Leo Hilton is an electrical apprentice from Portland who returned to his hometown three years ago with plans to build a new life here. He discovered thriving arts, culture and food industries, but then learned the workers who make these industries possible were unable to afford to live there anymore.

“We have a chance through this bill to make sure that when the offshore wind boom comes to Maine, that working Mainers get to benefit, not just the owners of the companies,” he said. “We can empower workers and their communities through good, safe jobs with family-sustaining wages.”


But the projected labor agreements that thrilled many union workers who support the bill upset one non-union shop, Reed & Reed of Woolwich, at the forefront of Maine’s existing wind turbine industry. They have built more than 400 of Maine’s 450 existing turbines, according to chairman Jackson Parker.

“In a world where ratepayer costs matter, (this bill) would raise electricity costs because its union-only labor requirements exclude 90 percent of Maine construction workers,” he said. “Higher construction costs equal higher electricity costs.”

Under terms of the bill, prices for procuring this wind power will only assure a 60% allocation of benefits to ratepayers, which is something that drew criticism from several groups, including AARP Maine and Bill Harwood, who advocates on behalf of ratepayers as the Maine Public Advocate.

“Benefits that cannot be reflected in the rates for essential distribution services should be funded by taxpayers, not ratepayers,” said AARP’s Alf Anderson. “This bill will make the current regressive nature of electricity rates and prices even more harmful to lower-income and elderly customers.”

An amended version of the bill would give a developer a tax credit if they site the project outside of a high-value federal lobster fishery where many of Maine’s high-line fishermen in bigger boats set their traps at the time of the year when lobster prices are usually highest.

The tax incentive to protect Maine lobster fishermen was enough to convince the Maine Lobstering Union, which testified in favor of the bill, but not enough for the Maine Lobstermen’s Association or House Minority Leader Billy Bob Faulkingham, R-Winter Harbor, a lobsterman.
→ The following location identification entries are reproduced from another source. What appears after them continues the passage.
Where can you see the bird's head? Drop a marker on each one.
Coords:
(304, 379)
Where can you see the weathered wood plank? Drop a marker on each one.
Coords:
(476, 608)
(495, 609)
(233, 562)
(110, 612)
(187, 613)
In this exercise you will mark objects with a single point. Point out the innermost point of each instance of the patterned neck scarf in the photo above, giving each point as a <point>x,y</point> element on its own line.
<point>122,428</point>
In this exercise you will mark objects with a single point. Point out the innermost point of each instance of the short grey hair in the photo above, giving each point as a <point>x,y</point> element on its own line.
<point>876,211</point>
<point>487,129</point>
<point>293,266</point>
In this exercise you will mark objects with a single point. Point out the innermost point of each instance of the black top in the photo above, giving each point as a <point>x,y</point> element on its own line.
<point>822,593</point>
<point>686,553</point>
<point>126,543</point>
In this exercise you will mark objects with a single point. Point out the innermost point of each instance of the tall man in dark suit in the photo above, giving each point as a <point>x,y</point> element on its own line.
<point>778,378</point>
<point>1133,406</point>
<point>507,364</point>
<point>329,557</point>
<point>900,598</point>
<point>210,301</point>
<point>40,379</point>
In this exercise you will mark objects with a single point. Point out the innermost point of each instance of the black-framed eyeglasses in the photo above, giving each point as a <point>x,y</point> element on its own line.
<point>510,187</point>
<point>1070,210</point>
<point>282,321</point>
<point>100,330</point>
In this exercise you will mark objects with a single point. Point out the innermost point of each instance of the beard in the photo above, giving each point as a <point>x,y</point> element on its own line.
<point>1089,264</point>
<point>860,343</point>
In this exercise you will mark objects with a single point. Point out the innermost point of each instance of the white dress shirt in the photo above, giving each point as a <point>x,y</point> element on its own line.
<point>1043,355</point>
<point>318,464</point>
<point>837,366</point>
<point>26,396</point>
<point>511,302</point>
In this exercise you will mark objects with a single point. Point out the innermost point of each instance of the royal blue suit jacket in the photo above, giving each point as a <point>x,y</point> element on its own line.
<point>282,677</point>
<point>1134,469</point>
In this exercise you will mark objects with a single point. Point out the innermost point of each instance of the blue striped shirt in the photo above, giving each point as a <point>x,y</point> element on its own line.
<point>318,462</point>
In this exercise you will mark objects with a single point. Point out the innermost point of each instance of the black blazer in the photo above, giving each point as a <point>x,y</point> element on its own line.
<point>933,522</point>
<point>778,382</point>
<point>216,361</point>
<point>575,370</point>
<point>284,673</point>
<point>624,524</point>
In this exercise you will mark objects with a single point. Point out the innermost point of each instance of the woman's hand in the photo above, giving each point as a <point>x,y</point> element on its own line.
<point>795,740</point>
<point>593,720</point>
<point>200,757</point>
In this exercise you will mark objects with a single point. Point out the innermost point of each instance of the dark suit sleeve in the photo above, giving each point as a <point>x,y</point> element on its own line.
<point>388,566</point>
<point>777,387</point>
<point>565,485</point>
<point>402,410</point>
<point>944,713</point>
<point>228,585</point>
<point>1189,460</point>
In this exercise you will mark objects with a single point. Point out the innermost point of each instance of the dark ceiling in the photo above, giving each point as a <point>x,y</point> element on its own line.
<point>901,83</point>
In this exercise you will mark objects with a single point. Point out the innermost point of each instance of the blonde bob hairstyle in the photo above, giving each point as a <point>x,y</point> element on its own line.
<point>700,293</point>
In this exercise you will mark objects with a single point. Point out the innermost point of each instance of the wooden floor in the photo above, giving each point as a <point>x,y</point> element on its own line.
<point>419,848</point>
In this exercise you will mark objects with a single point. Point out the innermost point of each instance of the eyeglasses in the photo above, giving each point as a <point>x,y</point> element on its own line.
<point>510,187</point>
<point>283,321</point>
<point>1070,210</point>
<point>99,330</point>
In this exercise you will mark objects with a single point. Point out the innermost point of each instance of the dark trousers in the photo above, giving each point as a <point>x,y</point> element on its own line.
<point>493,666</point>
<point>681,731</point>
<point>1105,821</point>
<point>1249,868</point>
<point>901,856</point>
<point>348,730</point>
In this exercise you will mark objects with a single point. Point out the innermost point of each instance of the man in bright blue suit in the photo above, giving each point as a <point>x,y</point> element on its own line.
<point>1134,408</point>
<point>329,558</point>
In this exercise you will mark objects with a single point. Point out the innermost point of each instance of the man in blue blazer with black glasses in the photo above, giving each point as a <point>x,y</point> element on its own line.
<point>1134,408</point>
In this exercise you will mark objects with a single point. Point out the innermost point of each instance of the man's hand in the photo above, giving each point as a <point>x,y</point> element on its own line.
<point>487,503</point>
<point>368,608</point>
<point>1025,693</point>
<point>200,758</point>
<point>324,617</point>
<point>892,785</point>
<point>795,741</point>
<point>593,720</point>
“It’s not good enough to simply state that we need to address global climate change and ignore all the possible negative environmental impacts,” Faulkingham told lawmakers. “This bill would devastate Maine’s fishing industry and would fill the night horizon with blinking red lights.”

Faulkingham’s comments echoed those by Rep. Aaron Dana, a Passamaquoddy tribal representative, who said Lawrence’s bill would impose on the tribe’s saltwater fishing rights, and that traffic back and forth through Eastport would endanger tribal members and cultural sites.

He said the Passamaquoddy were not consulted about this bill until just days ago even though members of the working group that developed the state’s road map to offshore wind and this bill had been “plotting” to use tribal lands and resources to accomplish their goal.

A representative from Gov. Janet Mills’ Energy Office – who expressed reservations about other parts of the bill, including some of the prescriptive language intended to protect certain interest groups – said the tribes had been invited to attend in any capacity they wanted from the beginning.

The wind prohibition bill, L.D. 1884, was presented by first-term Rep. Tiffany Strout, R-Harrington. It prohibits towns and state agencies from authorizing the construction of offshore wind or issuing a lease or granting an easement that would benefit any offshore wind power project.

“When we talk about helping to slow the global warming process we need to think about all alternatives, not just the agenda of the day,” Strout said. “There are much better ways to proceed with the production of energy and cutting down on the use of fossil fuels besides completely destroying the Gulf of Maine.”